US crude exports have boomed since the decades-old ban was lifted less than two years ago, with shipments recently hitting a record of 2 million barrels a day. But shippers and traders fear the rising trend is not sustainable, and if limits are hit, it could pressure the price of US oil.
How much crude the United States can export is a mystery. Most terminal operators and companies will not disclose capacity, and federal agencies like the US Energy Department do not track it. Still, oil export infrastructure will probably need further investment in coming years. Bottlenecks would hit not only storage and loading capacity, but also factors such as pipeline connectivity and shipping traffic.
Analysts believe operators will start to run into bottlenecks if exports rise to 3.5 million to 4 million barrels a day. RBC Capital analysts put the figure lower, around 3.2 million bpd.
The United States has not come close to that yet. A total of the highest loading days across Houston, Port Arthur, Corpus Christi and St. James/New Orleans — the primary places where crude can be exported — comes to about 3.2 million bpd, according to Kpler, a cargo tracking service.
But with total US crude production currently at 9.5 million barrels a day and expected to add 800,000 to 1 million bpd annually, export capacity could be tested before long. Over the past four weeks, exports averaged 1.7 million bpd, more than triple a year earlier.
“Right now, there seems to be a little more wiggle room for export levels,” said Michael Cohen, head of energy markets research at Barclays.
“Two to three years down the road, if US production continues to grow like current levels, the market will eventually signal that more infrastructure is needed. But I don’t think a lot of those plans are in place right now.”

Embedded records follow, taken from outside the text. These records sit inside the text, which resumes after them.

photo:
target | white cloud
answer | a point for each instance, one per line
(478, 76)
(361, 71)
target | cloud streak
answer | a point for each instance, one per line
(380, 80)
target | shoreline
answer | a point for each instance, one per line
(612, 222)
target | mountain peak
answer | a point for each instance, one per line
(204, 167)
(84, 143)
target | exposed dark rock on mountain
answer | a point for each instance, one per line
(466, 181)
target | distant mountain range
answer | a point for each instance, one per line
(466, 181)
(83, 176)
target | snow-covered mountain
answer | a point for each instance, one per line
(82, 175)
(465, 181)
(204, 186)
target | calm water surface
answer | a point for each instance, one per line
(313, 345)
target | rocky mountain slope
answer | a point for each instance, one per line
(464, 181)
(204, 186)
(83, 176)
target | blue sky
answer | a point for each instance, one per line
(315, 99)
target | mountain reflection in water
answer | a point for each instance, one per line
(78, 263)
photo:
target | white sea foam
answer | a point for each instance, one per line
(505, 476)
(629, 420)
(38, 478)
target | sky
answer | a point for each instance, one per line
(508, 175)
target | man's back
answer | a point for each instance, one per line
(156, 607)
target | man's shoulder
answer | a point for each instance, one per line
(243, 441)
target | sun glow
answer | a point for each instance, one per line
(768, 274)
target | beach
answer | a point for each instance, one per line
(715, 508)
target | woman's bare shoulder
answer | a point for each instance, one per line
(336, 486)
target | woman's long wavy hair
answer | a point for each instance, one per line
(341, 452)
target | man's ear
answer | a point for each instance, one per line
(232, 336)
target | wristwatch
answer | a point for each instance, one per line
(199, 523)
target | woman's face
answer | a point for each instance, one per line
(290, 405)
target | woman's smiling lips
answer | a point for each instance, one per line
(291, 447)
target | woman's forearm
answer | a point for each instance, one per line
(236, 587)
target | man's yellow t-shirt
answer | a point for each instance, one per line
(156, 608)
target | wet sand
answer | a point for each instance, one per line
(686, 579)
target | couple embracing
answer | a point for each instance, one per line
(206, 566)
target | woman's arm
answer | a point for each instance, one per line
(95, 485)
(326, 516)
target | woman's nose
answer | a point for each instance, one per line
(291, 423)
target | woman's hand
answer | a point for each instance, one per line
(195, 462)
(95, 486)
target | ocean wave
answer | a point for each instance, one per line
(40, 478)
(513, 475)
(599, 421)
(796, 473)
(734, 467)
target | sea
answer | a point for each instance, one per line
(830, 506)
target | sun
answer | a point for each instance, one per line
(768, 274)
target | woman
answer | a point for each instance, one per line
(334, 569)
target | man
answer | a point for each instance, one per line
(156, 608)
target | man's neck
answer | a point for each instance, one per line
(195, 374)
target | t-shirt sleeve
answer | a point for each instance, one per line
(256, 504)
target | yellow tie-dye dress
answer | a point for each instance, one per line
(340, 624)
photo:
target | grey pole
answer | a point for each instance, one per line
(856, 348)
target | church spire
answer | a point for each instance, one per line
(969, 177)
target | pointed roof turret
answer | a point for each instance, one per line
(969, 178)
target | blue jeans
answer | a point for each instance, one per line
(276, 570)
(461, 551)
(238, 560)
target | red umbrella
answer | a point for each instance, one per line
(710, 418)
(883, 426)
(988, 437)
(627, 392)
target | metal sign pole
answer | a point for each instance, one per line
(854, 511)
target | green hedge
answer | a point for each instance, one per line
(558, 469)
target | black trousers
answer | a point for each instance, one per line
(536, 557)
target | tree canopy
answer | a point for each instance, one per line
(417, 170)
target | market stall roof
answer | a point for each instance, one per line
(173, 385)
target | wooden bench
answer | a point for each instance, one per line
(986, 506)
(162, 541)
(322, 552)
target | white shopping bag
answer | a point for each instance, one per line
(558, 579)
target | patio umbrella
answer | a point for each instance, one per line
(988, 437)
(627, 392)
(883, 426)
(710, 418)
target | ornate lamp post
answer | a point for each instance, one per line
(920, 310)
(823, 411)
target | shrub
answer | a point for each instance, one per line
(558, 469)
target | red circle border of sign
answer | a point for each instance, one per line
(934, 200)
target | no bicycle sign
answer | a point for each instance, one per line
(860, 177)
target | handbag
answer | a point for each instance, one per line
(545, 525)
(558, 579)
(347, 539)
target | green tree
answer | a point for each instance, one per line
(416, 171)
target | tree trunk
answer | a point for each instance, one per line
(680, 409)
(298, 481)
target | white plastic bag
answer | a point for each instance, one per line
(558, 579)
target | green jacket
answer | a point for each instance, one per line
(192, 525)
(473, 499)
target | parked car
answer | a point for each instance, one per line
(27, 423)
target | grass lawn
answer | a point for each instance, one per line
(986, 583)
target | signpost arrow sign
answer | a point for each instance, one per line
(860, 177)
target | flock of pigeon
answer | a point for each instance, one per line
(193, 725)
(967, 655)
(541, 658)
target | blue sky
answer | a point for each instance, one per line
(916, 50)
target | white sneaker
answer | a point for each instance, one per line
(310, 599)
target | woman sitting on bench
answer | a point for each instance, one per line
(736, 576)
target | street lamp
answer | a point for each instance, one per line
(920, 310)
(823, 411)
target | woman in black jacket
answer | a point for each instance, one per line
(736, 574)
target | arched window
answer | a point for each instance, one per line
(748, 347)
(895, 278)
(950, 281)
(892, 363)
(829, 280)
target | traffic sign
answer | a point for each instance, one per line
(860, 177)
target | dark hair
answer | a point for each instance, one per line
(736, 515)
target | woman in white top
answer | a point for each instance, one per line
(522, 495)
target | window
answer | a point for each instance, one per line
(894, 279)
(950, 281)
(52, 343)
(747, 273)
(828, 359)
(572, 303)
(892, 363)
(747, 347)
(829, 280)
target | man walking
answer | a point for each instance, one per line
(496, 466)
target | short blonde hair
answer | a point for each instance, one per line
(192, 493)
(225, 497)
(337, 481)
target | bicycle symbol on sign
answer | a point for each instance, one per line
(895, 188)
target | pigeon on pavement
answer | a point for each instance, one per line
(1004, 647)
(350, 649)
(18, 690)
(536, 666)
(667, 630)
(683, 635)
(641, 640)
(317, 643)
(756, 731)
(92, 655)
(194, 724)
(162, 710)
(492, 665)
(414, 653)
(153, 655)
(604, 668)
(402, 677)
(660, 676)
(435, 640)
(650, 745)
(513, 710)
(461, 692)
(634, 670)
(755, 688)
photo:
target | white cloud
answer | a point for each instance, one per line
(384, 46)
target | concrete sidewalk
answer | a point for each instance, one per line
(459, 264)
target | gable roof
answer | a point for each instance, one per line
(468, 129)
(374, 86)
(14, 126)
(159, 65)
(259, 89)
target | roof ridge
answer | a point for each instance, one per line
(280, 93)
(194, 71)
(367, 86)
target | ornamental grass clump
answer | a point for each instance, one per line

If exports do hit a bottleneck, it would put a ceiling on how much oil shippers get out of the country. Growing domestic oil production and limited export avenues could sink US crude prices.
Shippers have booked vessels to go overseas in recent weeks because the premium for global benchmark Brent crude widened to as much as $7 a barrel over US crude
Exports could hit 4 million bpd by 2022, an Enterprise Products Partners LP executive told an industry event in Singapore recently.
Though some operators are already eyeing expansion plans, there are limitations, said Carlin Conner, chief executive at SemGroup Corp, which owns the Houston Fuel Oil Terminal. SemGroup has three docks for exporting crude and is building additional ones.
“There aren’t very many terminals with the needed pipeline capabilities, tank farm capacity and proper docks to load the ships ... Adding this is expensive and not done easily. So there are limitations to unfettered export access,” he said.
For instance, exports are expected to start from the Louisiana Offshore Oil Port (LOOP) in early 2018 at around one supertanker a month, according to two sources. The LOOP is potentially a key locale for exports. Its location 18 miles (29 km) offshore means it can handle larger vessels than other, shallower ship channels.
While LOOP can load around 40,000 barrels per hour, operating at that capacity is not likely because that same pipe is used to offload imports, the sources added. LOOP did not respond to a request for comment.
In Houston, when looking at the top 30 loading days, crude exports averaged 700,000 bpd, Kpler added. That includes Enterprise’s Houston terminal, among the largest of the export facilities, that had 615,000 bpd.
Other terminal operators are also developing additional facilities. NuStar Energy LP currently can load between 500,000 to 600,000 bpd at its two docks in Corpus Christi, which has about 1 million in capacity, according to a port spokesman. NuStar is developing a third dock, which should come online either late first quarter or early second quarter.
In Houston, Magellan Midstream Partners LP is planning a new 45-foot draft Aframax dock for mid-2018. Aframax vessels can carry about 500,000 to 700,000 barrels of crude.